Although Article 41 is part of the Directive Principles of State Policy and is not justiciable, it was never intended to be symbolic. During the Constituent Assembly debates, this provision reflected a deep ideological struggle over the nature of India’s economic future.

Members influenced by socialist ideals argued that the right to work should be a fundamental right, enforceable in courts. On the other hand, a strong capitalist and conservative lobby opposed this, citing fiscal constraints and market efficiency.

The compromise was to place the right to work within the Directive Principles — a decision that Dr. B.R. Ambedkar described as a “novel feature” of the Constitution.

Ambedkar emphasised that although Directive Principles were not legally enforceable, they were:

  • “Instruments of instruction” for lawmakers

  • Essential for achieving economic democracy

  • Moral obligations that should guide all legislation


From “Pious Wishes” to Legal Reality — And Back Again

Pro-socialist member K.T. Shah, however, famously dismissed the Directive Principles as “pious wishes”, warning that without enforceability, they could be ignored by future governments. For decades, his warning resonated with the lived experience of millions who faced unemployment, informal labour, and economic insecurity.

MGNREGA was significant precisely because it converted a Directive Principle into a statutory right, partially overcoming this constitutional limitation. It demonstrated how Parliament could give life to the Constitution’s moral commitments.

The move to replace MGNREGA is therefore being seen as a reversal of this progress — a return to the era where the right to work exists only as an aspiration, not a guarantee.

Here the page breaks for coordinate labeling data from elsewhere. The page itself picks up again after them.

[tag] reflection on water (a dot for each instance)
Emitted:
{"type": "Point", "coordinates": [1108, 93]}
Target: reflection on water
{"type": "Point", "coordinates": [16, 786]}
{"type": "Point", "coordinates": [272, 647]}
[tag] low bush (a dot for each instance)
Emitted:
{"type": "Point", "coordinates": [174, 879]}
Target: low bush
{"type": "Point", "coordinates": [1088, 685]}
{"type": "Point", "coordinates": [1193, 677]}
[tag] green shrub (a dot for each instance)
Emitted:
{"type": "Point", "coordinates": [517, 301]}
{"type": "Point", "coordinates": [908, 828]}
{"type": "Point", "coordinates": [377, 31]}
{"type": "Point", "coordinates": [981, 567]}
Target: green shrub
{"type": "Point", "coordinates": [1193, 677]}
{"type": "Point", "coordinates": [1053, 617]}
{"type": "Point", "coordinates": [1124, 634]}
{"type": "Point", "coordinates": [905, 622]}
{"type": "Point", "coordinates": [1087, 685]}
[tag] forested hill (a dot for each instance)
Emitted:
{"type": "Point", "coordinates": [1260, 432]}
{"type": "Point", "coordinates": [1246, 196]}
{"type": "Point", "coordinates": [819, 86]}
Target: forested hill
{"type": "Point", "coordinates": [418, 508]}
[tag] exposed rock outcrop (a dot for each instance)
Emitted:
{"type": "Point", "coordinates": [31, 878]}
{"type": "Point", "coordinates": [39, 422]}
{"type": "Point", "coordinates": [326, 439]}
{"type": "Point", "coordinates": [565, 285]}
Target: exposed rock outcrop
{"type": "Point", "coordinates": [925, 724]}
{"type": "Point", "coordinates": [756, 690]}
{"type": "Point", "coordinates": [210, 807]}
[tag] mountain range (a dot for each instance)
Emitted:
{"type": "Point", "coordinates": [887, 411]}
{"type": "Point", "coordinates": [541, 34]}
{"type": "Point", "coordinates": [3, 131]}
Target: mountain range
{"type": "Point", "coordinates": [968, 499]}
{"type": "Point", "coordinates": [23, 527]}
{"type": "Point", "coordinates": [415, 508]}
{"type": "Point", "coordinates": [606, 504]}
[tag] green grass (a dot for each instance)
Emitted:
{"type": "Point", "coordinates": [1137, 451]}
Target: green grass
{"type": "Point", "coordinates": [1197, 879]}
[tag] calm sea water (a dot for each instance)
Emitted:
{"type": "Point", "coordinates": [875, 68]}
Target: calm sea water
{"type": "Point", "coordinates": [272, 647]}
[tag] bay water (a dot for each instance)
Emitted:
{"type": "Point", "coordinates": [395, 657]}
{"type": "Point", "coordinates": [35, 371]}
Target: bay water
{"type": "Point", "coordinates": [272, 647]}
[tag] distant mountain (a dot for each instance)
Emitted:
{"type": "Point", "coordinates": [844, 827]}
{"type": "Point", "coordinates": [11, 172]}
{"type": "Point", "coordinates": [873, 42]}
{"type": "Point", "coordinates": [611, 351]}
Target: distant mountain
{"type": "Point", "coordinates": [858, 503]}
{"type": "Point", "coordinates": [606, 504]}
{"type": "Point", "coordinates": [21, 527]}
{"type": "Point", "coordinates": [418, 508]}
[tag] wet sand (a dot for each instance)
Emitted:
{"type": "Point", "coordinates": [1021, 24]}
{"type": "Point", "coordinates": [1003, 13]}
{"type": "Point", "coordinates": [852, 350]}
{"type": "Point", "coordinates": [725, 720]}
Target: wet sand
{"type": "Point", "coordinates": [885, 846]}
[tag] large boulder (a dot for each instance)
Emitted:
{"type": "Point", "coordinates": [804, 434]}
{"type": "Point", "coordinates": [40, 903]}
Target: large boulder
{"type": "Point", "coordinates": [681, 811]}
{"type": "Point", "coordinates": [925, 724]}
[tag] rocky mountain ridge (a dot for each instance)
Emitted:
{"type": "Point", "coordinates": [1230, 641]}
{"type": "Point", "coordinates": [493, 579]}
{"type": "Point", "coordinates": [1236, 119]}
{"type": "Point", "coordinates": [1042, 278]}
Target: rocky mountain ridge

An Assault on Economic Democracy

Economic democracy, as envisioned by Ambedkar, requires more than political rights. It demands material conditions that allow citizens to live with dignity. Employment is central to this vision.

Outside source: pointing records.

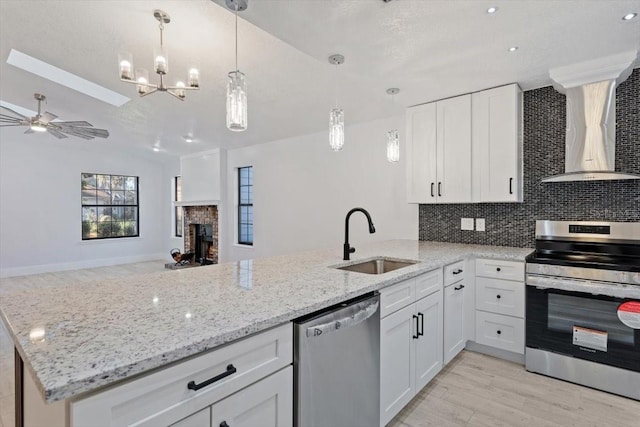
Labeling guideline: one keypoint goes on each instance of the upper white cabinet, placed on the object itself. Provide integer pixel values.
(497, 144)
(439, 151)
(201, 176)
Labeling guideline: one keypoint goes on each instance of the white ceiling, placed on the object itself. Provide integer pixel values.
(430, 49)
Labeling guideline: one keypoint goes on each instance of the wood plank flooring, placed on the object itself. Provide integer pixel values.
(473, 390)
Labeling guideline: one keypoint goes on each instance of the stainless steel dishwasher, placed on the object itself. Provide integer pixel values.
(337, 365)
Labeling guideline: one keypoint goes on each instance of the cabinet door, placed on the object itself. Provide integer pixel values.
(454, 339)
(267, 403)
(428, 346)
(397, 362)
(199, 419)
(497, 144)
(421, 154)
(454, 150)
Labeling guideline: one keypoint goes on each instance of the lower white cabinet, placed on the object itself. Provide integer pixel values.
(410, 345)
(454, 320)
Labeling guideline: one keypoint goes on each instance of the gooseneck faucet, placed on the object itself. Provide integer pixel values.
(347, 248)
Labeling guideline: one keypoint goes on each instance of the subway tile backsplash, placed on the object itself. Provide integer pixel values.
(513, 224)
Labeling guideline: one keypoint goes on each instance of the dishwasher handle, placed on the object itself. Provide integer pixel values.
(366, 311)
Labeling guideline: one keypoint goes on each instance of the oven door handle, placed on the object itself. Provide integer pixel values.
(616, 290)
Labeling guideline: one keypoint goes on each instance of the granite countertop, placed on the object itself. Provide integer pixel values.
(78, 337)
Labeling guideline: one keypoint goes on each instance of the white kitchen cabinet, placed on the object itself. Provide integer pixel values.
(454, 320)
(439, 151)
(163, 398)
(267, 403)
(410, 342)
(497, 144)
(500, 295)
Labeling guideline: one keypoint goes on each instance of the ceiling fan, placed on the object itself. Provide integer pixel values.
(44, 123)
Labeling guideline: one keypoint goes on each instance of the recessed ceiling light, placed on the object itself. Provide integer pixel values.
(65, 78)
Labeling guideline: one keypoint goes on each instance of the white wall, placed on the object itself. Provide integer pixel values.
(40, 205)
(303, 191)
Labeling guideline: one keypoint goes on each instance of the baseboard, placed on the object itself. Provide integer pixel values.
(495, 352)
(77, 265)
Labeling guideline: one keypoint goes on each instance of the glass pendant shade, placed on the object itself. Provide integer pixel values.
(393, 146)
(236, 102)
(336, 129)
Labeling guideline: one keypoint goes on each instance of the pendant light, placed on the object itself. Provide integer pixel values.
(237, 85)
(393, 137)
(336, 115)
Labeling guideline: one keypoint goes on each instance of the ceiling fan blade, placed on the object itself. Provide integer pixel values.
(46, 117)
(77, 123)
(14, 112)
(56, 133)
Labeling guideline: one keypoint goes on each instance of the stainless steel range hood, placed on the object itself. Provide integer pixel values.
(590, 88)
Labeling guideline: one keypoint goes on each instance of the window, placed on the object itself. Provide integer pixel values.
(245, 205)
(177, 191)
(109, 206)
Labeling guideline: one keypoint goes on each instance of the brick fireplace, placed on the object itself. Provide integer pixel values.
(201, 232)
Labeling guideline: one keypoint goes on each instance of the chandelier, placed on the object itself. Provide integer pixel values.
(161, 66)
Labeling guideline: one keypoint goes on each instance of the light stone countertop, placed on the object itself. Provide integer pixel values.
(99, 333)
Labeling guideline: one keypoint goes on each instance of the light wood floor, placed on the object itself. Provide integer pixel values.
(473, 390)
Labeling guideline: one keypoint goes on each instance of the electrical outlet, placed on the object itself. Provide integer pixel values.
(466, 223)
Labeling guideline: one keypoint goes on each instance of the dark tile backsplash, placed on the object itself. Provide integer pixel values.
(513, 224)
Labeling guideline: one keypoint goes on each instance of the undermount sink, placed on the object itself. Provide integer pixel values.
(377, 265)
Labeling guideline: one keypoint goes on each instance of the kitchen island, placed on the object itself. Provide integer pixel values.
(78, 338)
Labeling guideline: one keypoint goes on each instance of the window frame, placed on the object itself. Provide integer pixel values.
(178, 211)
(97, 206)
(242, 205)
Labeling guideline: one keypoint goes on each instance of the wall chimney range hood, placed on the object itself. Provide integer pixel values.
(590, 88)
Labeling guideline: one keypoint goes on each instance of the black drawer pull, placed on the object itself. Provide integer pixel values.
(230, 371)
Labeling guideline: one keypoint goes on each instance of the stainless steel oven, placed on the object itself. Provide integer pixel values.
(583, 304)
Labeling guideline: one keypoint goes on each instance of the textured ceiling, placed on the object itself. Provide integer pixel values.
(430, 49)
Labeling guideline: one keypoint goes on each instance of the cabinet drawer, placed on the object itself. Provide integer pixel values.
(428, 283)
(163, 398)
(397, 296)
(454, 272)
(507, 270)
(500, 331)
(500, 296)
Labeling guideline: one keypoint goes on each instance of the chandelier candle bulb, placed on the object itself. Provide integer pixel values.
(194, 74)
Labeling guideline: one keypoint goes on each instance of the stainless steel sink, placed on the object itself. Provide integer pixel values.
(377, 265)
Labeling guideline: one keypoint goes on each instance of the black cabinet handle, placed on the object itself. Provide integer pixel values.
(230, 371)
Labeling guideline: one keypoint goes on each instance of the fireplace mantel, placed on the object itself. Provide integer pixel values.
(197, 203)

By weakening the legal right to work:

  • Rural workers lose bargaining power

  • Migration to urban informal sectors increases

  • Economic inequality deepens

  • The State’s accountability to the poor diminishes

Critics argue that VB-G RAM G reflects a broader ideological shift away from rights-based governance toward market-driven development, where welfare is conditional and revocable rather than guaranteed.